Fenway gets a few upgrades for a home-field advantage

Email|Print|Single Page| Text size + By Tania deLuzuriaga
Globe Staff / April 4, 2008

The giant Coke bottles have been taken away, seats have been added, and a new stairway has been constructed, but fans entering the turnstiles Tuesday are not likely to be blown away by many of Fenway Park's most recent changes. And that is just how Red Sox management wants it.

"Our goal is for fans to come in here and breathe a sigh of relief that it doesn't look different," said Janet Marie Smith, the Red Sox senior vice president of planning and development, who has overseen the park's renovations.

"Fans are still in their grandfathers' ballpark," she said. "It just happens to be more comfortable and convenient."

Smith and Sox chief executive Larry Lucchino led Mayor Thomas M. Menino and news media representatives around the park yesterday to highlight the offseason additions to the 96-year-old ballpark, including 875 new seats and additional standing room.

Perhaps the biggest change is the completion of "Coca-Cola Corner," which replaced luxury suites built for the 1999 All-Star game and includes a new 100-person standing-room section and 412 pavilion-level seats above the corner where the left-field foul line meets the Green Monster. The red plastic seats, which provide a birds-eye view of the field, will sell for $75.

In February the team removed the 25-foot-tall Coke bottles from the left-field light towers to return the towers to their original appearance. Now, the section is crowned by a scrolling red Coca-Cola sign reminiscent of the one that stood over Storrow Drive for more than 40 years. The retro-style sign is ultramodern, with LED-lights that use just a tenth of the power of the old ones.

"While it looks old-fashioned, it's environmentally friendly," Smith said.

Built in 1912 for $650,000, Fenway Park was once one of the largest fields in the majors. Today it's the smallest and the oldest.

"I've always thought of us as the little engine that could," Lucchino said. The New York Times Co., the parent of the Boston Globe, owns 17 percent of the Red Sox.

Expanding the park has been a challenge for decades. Back in the 1940s, a Boston newspaper joked that not even Albert Einstein could find a way to squeeze more seats into Fenway. But management has been creative in the past seven years, adding seats to the Green Monster, bleachers, and upper decks, increasing capacity by 10 percent, to a total of 39,928.

"It's challenging and rewarding," Smith said. "We have to come up with ways to change the park, without really changing it."

Efforts have been made to bring the park into the 21st century without losing that early 20th-century flavor. A new staircase and elevator in left field will give fans entering at Gate A on Yawkey Way access to all levels of the park. Previously, crowds had to use the stairs at Gate D, behind home plate, to get to the upper levels.

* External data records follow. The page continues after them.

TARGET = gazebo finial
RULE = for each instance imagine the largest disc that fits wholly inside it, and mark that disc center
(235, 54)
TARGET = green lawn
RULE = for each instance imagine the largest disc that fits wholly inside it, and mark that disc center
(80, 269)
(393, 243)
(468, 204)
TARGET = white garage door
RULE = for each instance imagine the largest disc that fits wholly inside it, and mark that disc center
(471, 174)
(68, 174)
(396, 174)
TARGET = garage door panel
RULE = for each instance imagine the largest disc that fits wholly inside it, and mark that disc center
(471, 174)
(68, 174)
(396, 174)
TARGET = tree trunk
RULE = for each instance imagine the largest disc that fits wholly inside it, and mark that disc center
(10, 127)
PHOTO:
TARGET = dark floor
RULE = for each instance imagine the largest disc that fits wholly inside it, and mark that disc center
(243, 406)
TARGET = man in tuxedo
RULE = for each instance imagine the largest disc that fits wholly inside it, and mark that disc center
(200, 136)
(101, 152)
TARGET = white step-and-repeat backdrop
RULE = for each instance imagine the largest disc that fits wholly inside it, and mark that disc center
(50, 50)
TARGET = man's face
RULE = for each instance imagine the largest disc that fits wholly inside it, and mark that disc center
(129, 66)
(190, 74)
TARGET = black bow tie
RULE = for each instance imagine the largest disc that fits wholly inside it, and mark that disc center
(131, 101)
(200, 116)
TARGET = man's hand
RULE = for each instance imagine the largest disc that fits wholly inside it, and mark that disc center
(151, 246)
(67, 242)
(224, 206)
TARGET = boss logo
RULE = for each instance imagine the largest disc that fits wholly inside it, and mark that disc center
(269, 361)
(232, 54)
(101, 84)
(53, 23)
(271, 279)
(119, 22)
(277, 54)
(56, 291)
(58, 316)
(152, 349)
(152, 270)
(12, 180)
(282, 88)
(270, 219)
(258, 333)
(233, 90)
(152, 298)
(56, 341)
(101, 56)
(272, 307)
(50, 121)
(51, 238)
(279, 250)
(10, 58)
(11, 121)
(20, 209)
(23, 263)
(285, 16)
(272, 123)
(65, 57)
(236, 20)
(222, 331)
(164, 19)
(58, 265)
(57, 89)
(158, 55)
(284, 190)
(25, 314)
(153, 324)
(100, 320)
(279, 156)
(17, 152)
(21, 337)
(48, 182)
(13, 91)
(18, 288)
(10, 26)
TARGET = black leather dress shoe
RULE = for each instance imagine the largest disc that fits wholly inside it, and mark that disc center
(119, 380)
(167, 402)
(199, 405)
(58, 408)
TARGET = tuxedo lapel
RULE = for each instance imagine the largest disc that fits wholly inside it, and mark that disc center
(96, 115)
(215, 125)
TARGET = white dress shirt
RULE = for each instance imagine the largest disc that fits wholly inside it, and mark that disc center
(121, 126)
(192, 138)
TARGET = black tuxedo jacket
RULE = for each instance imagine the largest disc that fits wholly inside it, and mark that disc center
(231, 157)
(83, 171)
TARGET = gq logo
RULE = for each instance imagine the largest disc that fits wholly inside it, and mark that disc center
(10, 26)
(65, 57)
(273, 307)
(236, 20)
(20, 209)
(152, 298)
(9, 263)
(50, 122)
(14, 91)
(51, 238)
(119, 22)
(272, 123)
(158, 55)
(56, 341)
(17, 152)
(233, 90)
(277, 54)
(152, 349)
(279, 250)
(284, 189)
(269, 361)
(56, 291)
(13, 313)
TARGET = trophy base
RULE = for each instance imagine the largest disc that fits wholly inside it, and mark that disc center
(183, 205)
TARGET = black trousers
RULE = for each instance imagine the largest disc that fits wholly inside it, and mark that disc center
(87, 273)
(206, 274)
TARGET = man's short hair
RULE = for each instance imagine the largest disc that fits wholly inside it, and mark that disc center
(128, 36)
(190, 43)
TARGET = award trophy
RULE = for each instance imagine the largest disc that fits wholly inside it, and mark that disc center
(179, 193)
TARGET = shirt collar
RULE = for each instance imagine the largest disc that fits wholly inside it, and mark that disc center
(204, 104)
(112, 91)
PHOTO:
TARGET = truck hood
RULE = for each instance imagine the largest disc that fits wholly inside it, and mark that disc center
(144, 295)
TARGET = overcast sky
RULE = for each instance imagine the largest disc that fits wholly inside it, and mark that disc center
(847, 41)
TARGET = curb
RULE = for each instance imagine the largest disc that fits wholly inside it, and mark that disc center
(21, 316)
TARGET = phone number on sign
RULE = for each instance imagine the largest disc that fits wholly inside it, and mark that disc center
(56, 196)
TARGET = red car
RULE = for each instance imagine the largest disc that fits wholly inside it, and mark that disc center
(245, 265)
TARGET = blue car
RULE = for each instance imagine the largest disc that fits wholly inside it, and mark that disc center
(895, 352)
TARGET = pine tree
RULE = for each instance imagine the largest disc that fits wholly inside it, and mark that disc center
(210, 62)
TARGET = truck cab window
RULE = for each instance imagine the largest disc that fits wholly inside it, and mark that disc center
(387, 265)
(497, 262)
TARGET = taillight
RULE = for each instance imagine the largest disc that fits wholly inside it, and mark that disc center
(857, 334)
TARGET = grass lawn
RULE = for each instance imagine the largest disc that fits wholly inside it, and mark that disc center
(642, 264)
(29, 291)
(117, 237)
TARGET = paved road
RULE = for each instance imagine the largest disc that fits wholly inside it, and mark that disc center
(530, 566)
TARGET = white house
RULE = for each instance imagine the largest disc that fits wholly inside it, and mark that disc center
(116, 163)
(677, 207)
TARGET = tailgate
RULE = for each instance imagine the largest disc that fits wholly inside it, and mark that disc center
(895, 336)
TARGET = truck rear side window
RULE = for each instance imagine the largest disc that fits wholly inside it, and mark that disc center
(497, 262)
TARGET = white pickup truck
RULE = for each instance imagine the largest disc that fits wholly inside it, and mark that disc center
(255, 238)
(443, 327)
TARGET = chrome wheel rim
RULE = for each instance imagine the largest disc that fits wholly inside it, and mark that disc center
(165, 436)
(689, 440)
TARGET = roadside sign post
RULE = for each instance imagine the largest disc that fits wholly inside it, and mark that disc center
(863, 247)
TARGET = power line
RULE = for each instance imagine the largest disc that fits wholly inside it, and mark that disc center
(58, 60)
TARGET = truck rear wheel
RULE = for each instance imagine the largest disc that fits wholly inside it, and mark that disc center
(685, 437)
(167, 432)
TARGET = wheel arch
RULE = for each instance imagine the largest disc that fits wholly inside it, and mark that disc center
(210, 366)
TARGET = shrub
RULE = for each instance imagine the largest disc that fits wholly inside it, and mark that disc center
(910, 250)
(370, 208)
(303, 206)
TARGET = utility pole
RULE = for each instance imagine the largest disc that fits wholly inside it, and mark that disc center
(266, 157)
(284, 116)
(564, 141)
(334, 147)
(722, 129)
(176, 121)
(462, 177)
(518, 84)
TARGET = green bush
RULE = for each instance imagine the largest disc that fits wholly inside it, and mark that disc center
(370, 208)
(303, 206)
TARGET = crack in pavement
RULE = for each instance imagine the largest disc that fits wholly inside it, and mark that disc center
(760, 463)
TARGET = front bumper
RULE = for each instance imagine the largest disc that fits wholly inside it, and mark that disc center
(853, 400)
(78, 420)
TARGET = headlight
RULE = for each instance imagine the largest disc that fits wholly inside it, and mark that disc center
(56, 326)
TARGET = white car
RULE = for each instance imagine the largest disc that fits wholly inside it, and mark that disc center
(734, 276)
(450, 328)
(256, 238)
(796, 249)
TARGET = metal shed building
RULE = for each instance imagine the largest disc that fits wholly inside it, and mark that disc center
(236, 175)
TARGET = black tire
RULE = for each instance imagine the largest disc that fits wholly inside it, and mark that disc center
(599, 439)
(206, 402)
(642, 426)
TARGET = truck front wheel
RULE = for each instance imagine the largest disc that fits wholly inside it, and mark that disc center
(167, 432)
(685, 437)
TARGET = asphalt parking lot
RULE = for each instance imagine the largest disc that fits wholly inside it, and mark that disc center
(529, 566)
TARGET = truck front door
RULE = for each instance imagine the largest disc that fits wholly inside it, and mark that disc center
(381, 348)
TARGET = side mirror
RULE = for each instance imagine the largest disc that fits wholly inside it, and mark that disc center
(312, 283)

"We wanted to add mobility opportunities, so people can move around more easily," Lucchino said.

Eight new private suites, complete with hardwood floors and flat-screen television sets, have replaced the six temporary suites on the State Street Pavilion.The pavilion has also been expanded into left and right field, with additional club and box seats, as well as standing room. The bleachers will feature new handicapped-accessible seats and self-rising seats that will help keep the rows clear.

Four new LED-light auxiliary scoreboards along left and right field will help fans with limited views of the center-field and left-field scoreboards.

But don't expect that to mean an explosion of graphics and cartoons during games. "This is a ballpark, not an arena," Smith said.

The most talked-about change, however, has yet to be seen. Construction is still underway on the Bleacher Bar, a year-round restaurant slated to open in May. Set behind the garage door in center field, the 150-seat restaurant will give diners a new perspective of the beloved park.

Sox players will also enjoy a renovated locker room this season, additional restrooms, and a new kitchen stocked with a professional range and two stainless steel refrigerators.

"Most of our players are used to clubhouses twice this size," Smith said.

Even with all the changes over the past seven years, Smith said, the organization has a laundry list of renovations to complete. Up for next year: renovation of the right field upper deck and replacement of the center field scoreboard.